Dina Kane had vanished off the face of the earth. Nothing. It was like she’d never come into his life at all.
He worked and went home. The boys were at college. The younger one had come home that weekend, played some tennis. His wife swam and went to the beauty salon, attended a house party, threw a lunch for their friends. Gaines had sat around, unable even to socialise. When he looked at Susan, all dressed up, wearing her jewels and heavy make-up, talking to him about couples therapy and working on himself, he felt a suffocating depression.
But that was commitment, that was marriage. Why couldn’t he deal with it?
His phone rang.
‘Yes?’
‘Sir, I wanted to remind you: you have therapy with Dr Fallon in fifteen minutes.’
Therapy. He was usually never late. It decompressed him, helped him relax, but he could not speak of Dina, and it seemed pointless right now, so pointless – talking about his life, instead of doing something about it.
‘Cancel it.’
‘Yes, sir.’
‘Cancel all my meetings. I’m going home.’

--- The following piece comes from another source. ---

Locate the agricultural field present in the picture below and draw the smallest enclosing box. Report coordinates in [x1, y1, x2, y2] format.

There was a pause at the end of the line. ‘But, sir, you have a partnership meeting on L’Audace. You have Goldman coming in on the Durant deal – their senior VP. And you’re expected in the Mayor’s box at the opera tonight, for the opening of Der Rosenkavalier. You accepted that invitation months ago . . .’
‘Doesn’t matter. I’m going home.’
‘Are you sick, Mr Gaines?’
‘I’m not sick. I hope you’re not deaf.’
r /> ‘No, sir. Very good, sir. I’ll cancel your meetings.’

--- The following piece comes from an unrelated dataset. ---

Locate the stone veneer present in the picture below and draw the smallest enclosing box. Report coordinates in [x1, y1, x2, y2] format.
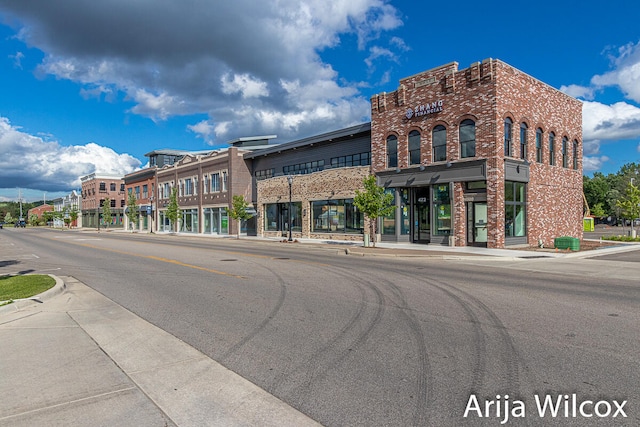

He walked to the executive elevator, the one that went directly down to the lobby, and below, to the garage. The shaft was designed for exactly that reason: so Gaines could get in and out, if he chose, without seeing another living soul. It was pure Master-of-the-Universe stuff, and today he was glad of it. He just had no desire at all to see his secretary’s curious face right now, like he was a crossword puzzle she had to crack.
It was funny, he thought, as the elevator car whisked him down, down into the floodlit open space of their senior executive garage, that the one person he wanted to talk to about this was Dina Kane. But he couldn’t talk to her.
Not yet.
Not till it was done.
‘I think you should know about this, Mr Johnson.’
Edward sighed. He had just finished smoking a joint, a deep, mellow feeling was stealing over him, and he really didn’t want any hassle from Lena just now. Bills, unfinished accounts: it was all from the past.
His mother was due back up from Florida tomorrow. He had persuaded her that staying in the townhouse – his townhouse – would be wrong. It was, after all, the site of her addictions. She would occupy his old apartment. In the end, he was going to persuade her to move out of state permanently.
There was no way he would allow her back to take what was his. His parents screwed things up; it was Edward’s time now.
The stock portfolio was doing well, under the manager he had hired. He had a plan: to marry, and then sell either her house or his and buy a beachfront place in the Hamptons. That would rent out for a million a year, and there was his income for life. Edward had decided that work was – well – too much like work.
Women were the cause of all his problems; women could solve them. A rich spouse. It was one of the oldest transactions: his name for her cash.
He was already having some success. Back in the social circle, invited to all the parties, Edward Johnson was no longer a pariah. Crazy father? Drunken mother? So what? He had the house, and did you ever see such a perfect gem? There was private money. He was a trust fund, baby. He was a catch for some lucky girl.